Canadian employees have no right to severance pay if they voluntarily leave their job. Some may claim this is unfair – but not so fast: the laws of resignation generally work in their favour.
Employees tendering their resignation are sometimes free to withdraw it and continue as before. Just ask top-gun computer executive Andrew Kieran, who stated he would leave his job but then changed his mind after his employer, Ingram Micro, proposed to accept his “resignation.”
Since Ingram hadn’t already acted to its detriment by the time Kieran changed his mind, the Court concluded that he hadn’t resigned and was free to keep his job.
Similarly, resignations arising from an ultimatum may be nothing more than a camouflaged termination. Where an employee is a given an ultimatum to either resign or be fired, courts have often decided the employee was fired. A true resignation is a voluntary action.
Even an obvious indication of an intention to resign does not make it so. In a fury, Susan Lelievre demanded a severance package, fired off emails announcing her last day of work, packed up her belongings and then left. Lelievre’s employer, AIG Insurance, concluded that she had resigned. However, during the ordeal, AIG demanded that Lelievre return all company property, including her office keys and pass card.

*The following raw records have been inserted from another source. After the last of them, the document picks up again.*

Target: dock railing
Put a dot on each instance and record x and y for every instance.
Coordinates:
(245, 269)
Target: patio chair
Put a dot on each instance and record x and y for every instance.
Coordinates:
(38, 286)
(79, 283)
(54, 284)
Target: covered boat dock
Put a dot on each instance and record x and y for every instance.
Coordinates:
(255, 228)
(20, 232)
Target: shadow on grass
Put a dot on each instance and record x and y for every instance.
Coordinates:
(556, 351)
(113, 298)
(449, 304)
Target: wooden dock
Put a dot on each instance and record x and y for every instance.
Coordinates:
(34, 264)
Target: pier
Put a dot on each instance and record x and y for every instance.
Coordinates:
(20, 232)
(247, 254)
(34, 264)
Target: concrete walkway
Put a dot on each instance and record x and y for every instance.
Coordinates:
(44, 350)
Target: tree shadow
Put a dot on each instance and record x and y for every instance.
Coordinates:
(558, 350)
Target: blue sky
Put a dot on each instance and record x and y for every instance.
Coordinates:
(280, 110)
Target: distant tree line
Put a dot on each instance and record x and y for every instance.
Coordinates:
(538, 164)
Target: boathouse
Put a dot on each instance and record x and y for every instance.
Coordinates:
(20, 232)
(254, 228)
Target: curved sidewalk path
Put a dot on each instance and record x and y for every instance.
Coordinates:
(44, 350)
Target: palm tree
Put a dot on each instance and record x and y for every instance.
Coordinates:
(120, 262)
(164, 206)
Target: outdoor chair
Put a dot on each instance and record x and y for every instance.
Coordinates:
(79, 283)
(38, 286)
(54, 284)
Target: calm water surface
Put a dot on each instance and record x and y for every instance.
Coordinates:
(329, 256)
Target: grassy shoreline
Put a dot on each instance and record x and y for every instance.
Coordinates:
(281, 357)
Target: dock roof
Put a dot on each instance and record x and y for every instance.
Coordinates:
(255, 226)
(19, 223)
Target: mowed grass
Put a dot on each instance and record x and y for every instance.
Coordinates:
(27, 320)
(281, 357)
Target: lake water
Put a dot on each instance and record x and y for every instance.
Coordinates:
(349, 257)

Since AIG treated Lelievre as having resigned before she left the office, it effectively fired her, ruled the court. Employees should be given the benefit of time to consider their actions and asked to confirm their intentions in writing. Lelievre had not been given that option.
A resignation, to become effective, does not actually require the use of that very word. The real test is whether an employee’s actions are clearly consistent with someone voluntarily wishing to leave. I currently have two such cases. In one, the employee emphatically denies having uttered the words “I quit.” In the other, an employee asserts that the employer wrongly attributed to her a statement indicating that she had resigned. In both cases, the employees came to work the next day as if nothing unusual had happened, which suggests they had no intention to leave.
The conclusion to their cases will be, I suspect, based not upon the words used by my clients but on their actions and conduct at the time that those words were said – and afterwards. Nothing else ought to be dispositive.